# Calculating pressure at pressure relief valve outlet

I have a tank which has a Pressure Relief Valve (PRV) connected to the atmospheric vent (Carbon steel with friction coefficient of 0.14). The PRV is opened at Set pressure of 30 PSIG and has a capacity of 60,000 SATSTM (I assumed it to be in lb/hr). I am trying to calculate the discharge pressure at the vent exit (opening).

The steps,

1. From steam table, specific volume of dry saturated steam at 30 PSIG = 9.5 cu.ft./lb
2. Calculating the volume flow rate at the exit = 60,000 x 9.5 = 570,000 cu.ft./hr = 158.33 cu.ft./sec
3. Calculating the nozzle outlet cross sectional area = 0.55 sq.ft. (Pipe nozzle diameter = 10 in = 0.83 ft)
4. Velocity at the exit = 158.33 x 0.55 = 290 ft/sec
5. Calculating pressure drop = (Friction coefficient/2) x (Pipe Length/Pipe Diameter) x (Velocity squared/gravity) = 0.14 x (10 ft /0.83 ft) x (290.35x290.35/32.17) = 2201 ft = 953 psi (Impossible!)
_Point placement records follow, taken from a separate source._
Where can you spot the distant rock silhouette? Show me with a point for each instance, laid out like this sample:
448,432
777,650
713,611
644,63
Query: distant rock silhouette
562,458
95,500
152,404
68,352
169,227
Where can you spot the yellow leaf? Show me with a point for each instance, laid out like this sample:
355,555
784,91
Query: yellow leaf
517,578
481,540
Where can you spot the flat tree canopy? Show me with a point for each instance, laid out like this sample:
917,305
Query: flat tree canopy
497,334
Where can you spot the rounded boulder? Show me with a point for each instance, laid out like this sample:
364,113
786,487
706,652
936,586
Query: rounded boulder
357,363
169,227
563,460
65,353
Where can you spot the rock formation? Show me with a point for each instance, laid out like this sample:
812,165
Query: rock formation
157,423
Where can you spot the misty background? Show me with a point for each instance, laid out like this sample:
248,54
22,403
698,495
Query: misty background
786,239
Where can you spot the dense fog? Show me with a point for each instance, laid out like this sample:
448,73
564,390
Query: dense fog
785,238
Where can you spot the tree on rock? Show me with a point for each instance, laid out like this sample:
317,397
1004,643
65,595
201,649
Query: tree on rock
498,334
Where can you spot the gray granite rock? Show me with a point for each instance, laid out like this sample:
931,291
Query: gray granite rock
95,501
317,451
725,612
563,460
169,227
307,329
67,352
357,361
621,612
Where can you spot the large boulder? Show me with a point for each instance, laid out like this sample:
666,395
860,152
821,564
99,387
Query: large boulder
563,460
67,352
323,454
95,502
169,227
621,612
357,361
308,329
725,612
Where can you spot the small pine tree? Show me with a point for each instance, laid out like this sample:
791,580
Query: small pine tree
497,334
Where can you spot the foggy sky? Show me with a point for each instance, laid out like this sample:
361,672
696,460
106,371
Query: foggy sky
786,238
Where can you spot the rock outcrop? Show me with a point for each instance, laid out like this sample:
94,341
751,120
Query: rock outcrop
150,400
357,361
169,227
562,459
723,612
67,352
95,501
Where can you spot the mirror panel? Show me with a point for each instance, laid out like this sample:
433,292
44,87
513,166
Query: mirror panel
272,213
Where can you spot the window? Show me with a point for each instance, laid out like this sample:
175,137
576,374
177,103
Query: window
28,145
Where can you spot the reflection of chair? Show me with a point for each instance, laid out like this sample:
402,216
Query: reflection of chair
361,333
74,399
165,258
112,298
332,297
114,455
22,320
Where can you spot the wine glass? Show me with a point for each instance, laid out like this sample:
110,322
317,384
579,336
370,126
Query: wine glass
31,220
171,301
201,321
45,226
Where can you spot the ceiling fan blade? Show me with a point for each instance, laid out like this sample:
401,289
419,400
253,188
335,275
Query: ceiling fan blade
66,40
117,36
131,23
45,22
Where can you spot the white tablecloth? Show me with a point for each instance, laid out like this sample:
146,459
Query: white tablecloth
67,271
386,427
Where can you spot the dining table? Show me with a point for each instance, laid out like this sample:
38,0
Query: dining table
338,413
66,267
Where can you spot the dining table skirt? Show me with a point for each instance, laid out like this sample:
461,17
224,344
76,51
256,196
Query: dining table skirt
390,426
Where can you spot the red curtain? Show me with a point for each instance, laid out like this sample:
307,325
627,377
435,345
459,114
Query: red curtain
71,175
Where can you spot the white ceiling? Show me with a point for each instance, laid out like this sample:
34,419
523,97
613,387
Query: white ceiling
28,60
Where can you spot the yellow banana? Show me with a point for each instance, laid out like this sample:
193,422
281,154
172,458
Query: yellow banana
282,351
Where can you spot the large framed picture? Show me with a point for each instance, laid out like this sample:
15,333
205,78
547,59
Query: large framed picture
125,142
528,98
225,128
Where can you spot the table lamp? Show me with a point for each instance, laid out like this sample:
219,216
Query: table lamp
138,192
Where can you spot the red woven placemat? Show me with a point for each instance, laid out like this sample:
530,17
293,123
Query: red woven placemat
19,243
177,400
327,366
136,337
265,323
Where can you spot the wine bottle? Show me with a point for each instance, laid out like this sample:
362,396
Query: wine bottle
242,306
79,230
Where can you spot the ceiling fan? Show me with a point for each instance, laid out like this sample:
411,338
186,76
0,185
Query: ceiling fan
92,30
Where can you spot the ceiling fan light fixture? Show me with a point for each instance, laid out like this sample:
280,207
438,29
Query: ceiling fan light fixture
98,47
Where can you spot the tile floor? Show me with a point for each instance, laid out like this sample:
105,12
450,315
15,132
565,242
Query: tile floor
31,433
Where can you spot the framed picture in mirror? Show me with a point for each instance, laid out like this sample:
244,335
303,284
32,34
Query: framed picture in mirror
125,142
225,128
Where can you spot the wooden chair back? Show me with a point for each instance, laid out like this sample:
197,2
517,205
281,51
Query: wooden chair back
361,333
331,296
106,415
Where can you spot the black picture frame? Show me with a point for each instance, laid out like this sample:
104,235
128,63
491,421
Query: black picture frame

here is the excel file http://www.filedropper.com/prv_1

If I include the density in the above pressure drop calculation, the unit turns out to be in PSI than ft. But then I found no such equation that includes the density in calculating the pressure drop. What am I missing? Thanks.

Last edited:

Nidum
Gold Member
Pressure at the outlet of the vent pipe will be equal to atmospheric pressure - 0 psig .

If you are working this as an exercise then Nidum can be considered close enough. If this is a real relief valve application you are better (and much safer) relying on a reliable supplier to do the calculation for you. Pressure at the outlet nozzle can be well above atmospheric pressure because a pressurized area will form at the outlet under actual relief.

I used a large Friction coefficient (3.5E-06 is the right one).
The pressure turned out to be 0.15 PSIG. So Nidum is right.